One remarkable result of the industry's reliance on consumer spending is the decreased margins associated with the semiconductor business. This has made companies more cautious than ever, which could actually help dampen the severity of the cycles in years to come. "In the consumer environment, profitability is not what it once was. Companies have to decide how much profitability they are willing to sacrifice for market share. The markets are fractured and price sensitive, and there's a $200 price-point associated with consumer goods," said Carl Johnson, executive director of research at Infrastructure (Carrollton, Texas). Feldhan added that just such a phenomena was responsible for a drop in ASPs in the first quarter of 2006. At that time, Apple's orders for NAND flash memory in iPod products exceeded demand, so prices dropped dramatically, but then stabilized by April 2006. "Companies that want to grow their market share are willing to be flexible on price. NAND flash has proven to be a very elastic market," Feldhan added.

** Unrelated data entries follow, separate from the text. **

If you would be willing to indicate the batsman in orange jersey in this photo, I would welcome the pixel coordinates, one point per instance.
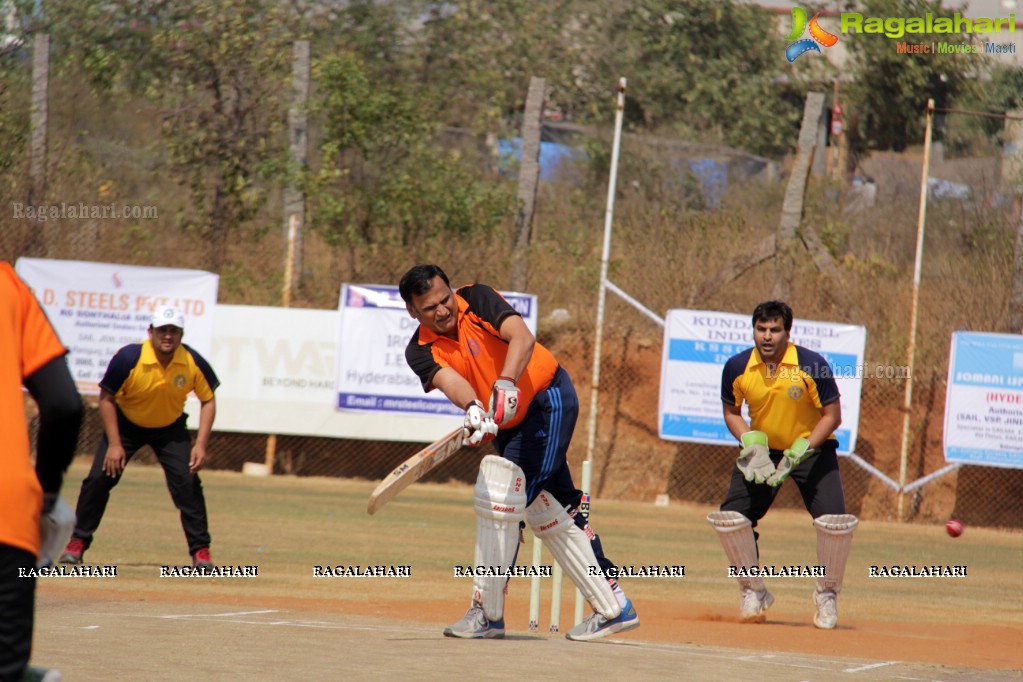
(476, 348)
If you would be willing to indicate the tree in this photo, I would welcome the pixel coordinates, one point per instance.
(215, 71)
(384, 179)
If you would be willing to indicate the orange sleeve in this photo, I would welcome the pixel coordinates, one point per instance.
(39, 342)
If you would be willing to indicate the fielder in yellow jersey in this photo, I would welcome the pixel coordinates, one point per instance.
(141, 402)
(794, 408)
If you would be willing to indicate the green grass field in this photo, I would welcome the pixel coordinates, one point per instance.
(287, 526)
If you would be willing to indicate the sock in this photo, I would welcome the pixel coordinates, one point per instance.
(619, 594)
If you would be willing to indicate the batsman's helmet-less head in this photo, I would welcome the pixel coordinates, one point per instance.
(770, 310)
(167, 315)
(416, 280)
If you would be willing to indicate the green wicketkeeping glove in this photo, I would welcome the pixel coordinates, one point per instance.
(796, 453)
(754, 458)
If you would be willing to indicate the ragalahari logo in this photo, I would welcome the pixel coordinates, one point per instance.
(818, 37)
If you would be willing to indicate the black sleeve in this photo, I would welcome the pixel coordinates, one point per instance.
(120, 367)
(59, 420)
(487, 304)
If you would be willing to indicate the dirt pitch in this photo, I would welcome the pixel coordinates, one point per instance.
(285, 624)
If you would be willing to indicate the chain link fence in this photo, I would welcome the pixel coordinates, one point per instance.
(669, 239)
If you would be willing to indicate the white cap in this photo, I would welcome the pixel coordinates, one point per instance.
(167, 315)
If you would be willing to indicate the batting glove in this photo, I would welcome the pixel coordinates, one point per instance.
(754, 458)
(794, 456)
(55, 526)
(503, 400)
(479, 426)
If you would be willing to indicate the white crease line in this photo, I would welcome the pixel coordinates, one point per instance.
(871, 667)
(269, 610)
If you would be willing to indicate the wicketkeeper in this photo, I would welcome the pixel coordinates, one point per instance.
(474, 347)
(794, 410)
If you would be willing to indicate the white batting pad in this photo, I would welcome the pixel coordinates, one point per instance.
(834, 542)
(736, 533)
(573, 551)
(500, 500)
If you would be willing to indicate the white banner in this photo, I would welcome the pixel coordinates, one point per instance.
(372, 374)
(698, 343)
(98, 308)
(277, 367)
(984, 400)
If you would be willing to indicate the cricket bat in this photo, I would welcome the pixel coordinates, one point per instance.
(414, 468)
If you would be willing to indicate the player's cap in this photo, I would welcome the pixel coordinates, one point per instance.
(167, 315)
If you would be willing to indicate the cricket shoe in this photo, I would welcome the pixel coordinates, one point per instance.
(826, 617)
(754, 605)
(73, 552)
(33, 674)
(201, 559)
(476, 626)
(596, 626)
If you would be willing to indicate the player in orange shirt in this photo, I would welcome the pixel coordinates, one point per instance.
(475, 347)
(33, 357)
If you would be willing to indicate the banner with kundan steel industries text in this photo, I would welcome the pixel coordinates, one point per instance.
(984, 400)
(374, 329)
(698, 343)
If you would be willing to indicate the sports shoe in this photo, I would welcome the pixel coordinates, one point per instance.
(33, 674)
(476, 626)
(596, 626)
(201, 559)
(754, 605)
(826, 617)
(73, 552)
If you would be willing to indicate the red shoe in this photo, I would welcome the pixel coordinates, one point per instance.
(73, 552)
(201, 559)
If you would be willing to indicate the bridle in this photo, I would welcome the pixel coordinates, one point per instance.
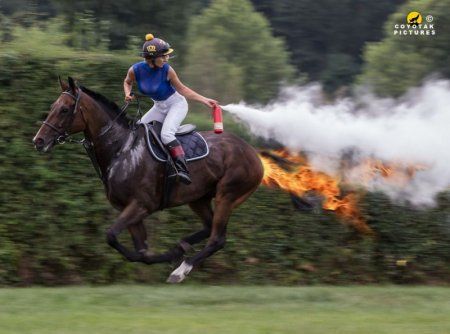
(64, 135)
(87, 144)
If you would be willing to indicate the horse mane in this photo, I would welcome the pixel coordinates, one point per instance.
(109, 105)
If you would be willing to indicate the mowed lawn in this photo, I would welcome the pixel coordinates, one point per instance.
(225, 309)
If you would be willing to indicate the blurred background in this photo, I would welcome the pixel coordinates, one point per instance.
(53, 210)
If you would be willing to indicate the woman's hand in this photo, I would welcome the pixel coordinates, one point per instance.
(210, 102)
(129, 97)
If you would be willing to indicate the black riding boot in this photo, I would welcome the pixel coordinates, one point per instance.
(177, 154)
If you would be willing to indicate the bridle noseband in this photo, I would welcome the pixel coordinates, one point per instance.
(63, 135)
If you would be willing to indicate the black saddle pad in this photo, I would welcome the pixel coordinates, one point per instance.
(193, 143)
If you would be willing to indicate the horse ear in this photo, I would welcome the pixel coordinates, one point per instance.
(64, 85)
(72, 85)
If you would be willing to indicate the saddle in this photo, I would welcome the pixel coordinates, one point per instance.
(193, 143)
(194, 146)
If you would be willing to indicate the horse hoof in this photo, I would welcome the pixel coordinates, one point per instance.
(179, 274)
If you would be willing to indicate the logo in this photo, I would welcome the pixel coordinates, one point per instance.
(414, 18)
(415, 25)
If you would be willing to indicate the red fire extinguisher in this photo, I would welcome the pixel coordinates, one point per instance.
(218, 122)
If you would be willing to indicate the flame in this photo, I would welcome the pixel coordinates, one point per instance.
(302, 179)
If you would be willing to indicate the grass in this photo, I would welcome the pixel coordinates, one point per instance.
(225, 309)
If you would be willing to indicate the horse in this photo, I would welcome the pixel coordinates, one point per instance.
(134, 180)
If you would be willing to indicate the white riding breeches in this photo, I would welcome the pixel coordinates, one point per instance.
(170, 113)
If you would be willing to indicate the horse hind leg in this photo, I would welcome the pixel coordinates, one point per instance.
(203, 209)
(217, 239)
(139, 235)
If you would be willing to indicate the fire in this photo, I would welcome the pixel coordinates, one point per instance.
(301, 178)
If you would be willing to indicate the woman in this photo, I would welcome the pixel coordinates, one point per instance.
(158, 80)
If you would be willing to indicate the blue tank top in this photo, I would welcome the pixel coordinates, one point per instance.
(153, 81)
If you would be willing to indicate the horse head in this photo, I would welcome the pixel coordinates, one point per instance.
(65, 118)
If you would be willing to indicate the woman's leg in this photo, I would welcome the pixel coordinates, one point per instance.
(177, 111)
(178, 108)
(156, 113)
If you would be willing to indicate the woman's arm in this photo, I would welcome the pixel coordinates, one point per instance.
(128, 84)
(187, 92)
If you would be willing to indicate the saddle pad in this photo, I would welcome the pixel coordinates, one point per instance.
(193, 143)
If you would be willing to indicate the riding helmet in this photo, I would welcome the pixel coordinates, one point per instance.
(155, 47)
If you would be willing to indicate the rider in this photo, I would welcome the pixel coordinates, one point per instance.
(157, 79)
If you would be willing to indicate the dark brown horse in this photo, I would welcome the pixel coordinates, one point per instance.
(134, 179)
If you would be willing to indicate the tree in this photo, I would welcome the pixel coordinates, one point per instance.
(326, 37)
(246, 60)
(399, 62)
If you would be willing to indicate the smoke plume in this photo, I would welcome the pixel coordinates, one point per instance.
(412, 130)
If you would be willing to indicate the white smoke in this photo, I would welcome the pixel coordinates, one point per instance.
(413, 129)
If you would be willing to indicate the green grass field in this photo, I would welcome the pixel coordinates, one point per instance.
(225, 309)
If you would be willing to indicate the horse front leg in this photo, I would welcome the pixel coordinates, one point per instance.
(215, 242)
(132, 214)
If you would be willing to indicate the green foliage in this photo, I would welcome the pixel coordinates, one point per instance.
(53, 210)
(399, 62)
(232, 47)
(326, 37)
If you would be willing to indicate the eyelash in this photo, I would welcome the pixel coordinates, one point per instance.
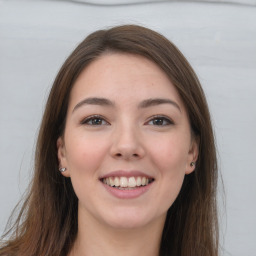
(94, 117)
(165, 121)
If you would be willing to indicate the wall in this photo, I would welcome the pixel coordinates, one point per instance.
(218, 39)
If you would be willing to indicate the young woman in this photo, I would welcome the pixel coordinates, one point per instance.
(125, 162)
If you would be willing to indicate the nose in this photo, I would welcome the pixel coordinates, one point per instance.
(127, 144)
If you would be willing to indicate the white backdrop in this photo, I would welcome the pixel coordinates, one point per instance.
(218, 39)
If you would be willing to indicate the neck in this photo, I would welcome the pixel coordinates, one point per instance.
(98, 239)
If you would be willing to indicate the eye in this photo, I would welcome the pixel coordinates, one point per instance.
(95, 120)
(160, 121)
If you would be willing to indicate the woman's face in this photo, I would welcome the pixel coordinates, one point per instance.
(127, 143)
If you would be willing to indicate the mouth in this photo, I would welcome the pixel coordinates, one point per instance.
(127, 183)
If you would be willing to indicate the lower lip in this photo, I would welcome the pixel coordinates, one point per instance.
(128, 194)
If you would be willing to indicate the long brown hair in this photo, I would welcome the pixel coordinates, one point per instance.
(47, 222)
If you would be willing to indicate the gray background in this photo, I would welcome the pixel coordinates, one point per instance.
(219, 40)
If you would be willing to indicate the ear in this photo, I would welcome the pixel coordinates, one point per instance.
(192, 155)
(62, 156)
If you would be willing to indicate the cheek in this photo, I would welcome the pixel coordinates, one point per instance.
(84, 154)
(170, 155)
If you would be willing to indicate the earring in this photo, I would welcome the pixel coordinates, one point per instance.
(63, 169)
(192, 164)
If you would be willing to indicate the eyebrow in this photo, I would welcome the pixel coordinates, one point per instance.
(94, 101)
(144, 104)
(158, 101)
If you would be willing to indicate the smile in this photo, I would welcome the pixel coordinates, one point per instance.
(127, 183)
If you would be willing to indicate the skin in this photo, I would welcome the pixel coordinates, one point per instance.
(127, 136)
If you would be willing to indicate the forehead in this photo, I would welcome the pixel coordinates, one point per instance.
(123, 77)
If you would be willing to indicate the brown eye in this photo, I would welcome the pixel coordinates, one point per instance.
(160, 121)
(95, 121)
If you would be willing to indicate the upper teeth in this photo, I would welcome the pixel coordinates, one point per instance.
(124, 182)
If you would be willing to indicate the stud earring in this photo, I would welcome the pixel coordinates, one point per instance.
(192, 164)
(63, 169)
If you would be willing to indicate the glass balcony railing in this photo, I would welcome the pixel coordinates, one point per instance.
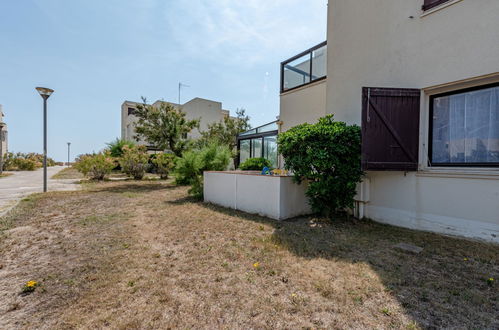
(304, 68)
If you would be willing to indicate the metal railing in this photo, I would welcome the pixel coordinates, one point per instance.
(305, 68)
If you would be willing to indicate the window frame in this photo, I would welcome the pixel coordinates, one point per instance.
(431, 164)
(306, 52)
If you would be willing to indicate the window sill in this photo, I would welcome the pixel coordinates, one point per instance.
(437, 8)
(461, 173)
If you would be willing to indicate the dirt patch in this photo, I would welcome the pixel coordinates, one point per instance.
(144, 255)
(68, 173)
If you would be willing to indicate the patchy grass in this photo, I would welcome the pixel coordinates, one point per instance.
(72, 173)
(68, 173)
(144, 255)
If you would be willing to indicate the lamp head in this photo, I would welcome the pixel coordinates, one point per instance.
(44, 92)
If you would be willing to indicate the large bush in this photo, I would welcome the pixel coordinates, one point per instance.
(24, 161)
(328, 155)
(95, 166)
(134, 161)
(116, 147)
(190, 167)
(163, 163)
(255, 164)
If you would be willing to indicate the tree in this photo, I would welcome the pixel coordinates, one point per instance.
(225, 132)
(328, 155)
(116, 147)
(164, 127)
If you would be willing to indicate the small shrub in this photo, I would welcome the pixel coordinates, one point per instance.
(190, 167)
(95, 166)
(255, 164)
(134, 161)
(116, 147)
(164, 163)
(328, 155)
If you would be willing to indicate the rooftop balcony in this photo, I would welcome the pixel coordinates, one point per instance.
(304, 68)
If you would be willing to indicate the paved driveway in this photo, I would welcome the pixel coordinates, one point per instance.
(14, 187)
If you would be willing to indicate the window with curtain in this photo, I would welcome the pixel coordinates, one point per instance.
(465, 128)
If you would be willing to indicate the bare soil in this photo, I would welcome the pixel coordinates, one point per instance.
(145, 255)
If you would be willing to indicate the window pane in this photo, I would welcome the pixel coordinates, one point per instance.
(251, 131)
(270, 149)
(466, 127)
(319, 67)
(297, 72)
(256, 148)
(244, 151)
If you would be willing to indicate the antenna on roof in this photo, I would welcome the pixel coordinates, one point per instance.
(180, 85)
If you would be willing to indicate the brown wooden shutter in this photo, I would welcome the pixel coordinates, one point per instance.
(428, 4)
(390, 129)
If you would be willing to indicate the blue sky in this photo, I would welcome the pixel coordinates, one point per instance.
(95, 54)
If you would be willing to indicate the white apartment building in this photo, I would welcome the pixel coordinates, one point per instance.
(206, 111)
(421, 78)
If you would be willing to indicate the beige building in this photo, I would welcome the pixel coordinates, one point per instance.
(206, 111)
(421, 78)
(3, 135)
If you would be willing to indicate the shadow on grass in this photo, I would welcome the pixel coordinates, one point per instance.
(135, 187)
(445, 286)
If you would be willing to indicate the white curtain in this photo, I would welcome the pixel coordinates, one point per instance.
(466, 127)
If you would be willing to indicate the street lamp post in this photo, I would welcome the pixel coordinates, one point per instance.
(69, 146)
(45, 94)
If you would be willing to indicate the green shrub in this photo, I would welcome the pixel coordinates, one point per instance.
(328, 155)
(95, 166)
(24, 161)
(134, 161)
(190, 168)
(164, 163)
(255, 164)
(116, 147)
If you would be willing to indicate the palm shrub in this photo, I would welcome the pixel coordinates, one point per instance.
(95, 166)
(164, 163)
(328, 155)
(189, 169)
(255, 164)
(134, 161)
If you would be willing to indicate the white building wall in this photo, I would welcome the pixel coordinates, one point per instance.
(206, 110)
(304, 104)
(276, 197)
(392, 43)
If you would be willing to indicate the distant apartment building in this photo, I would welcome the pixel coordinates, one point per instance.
(3, 133)
(206, 111)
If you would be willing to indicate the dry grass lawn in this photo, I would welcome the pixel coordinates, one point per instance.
(144, 255)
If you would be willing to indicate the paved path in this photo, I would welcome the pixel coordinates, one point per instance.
(14, 187)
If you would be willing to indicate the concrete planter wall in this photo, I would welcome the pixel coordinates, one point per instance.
(276, 197)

"The wild card is NAND flash/DRAM interplay," said Gordon. He added that NAND flash is truly a seasonal market, peaking during the holiday season and slowing during summer months. Recent talk of a delay in the release of the latest iPod Nano product will no doubt impact the market. "It's very difficult to predict the impact NAND growth will have. And, the cyclicality we will see in the future may be very different than in the past, which makes forecasting difficult," he said.
All analysts agreed that the sheer variety of semiconductor products today makes the market more difficult to analyze. "These are interesting times," Johnson said. "Device manufacturers are wondering if they will get ROI on their capital; they feel pressures on their energy consumption; and there are supply issues for some materials, which could put a damper on 2007."
Feldhan commented on the industry's readiness for 65 nm. "The move to 65 nm is going to be a little less painful than the move to 90 nm. There are a lot of shells ready for equipment, and the industry is better able to react to changes in demand than it has been in the past."
New fab activity is truly global. McClean pointed out that most device manufacturers tend to build new fabs where they have existing facilities, such as Texas Instruments in Dallas and AMD in Dresden, Germany. Tracy added that of the 19 new 300 mm fabs in the equipping or ramping stages, the greatest concentration is in Asia, but there are still six in North America. Johnson said that the used equipment business is alive and well, with some fabs upgrading incrementally from 6 in. lines to 8 in. lines.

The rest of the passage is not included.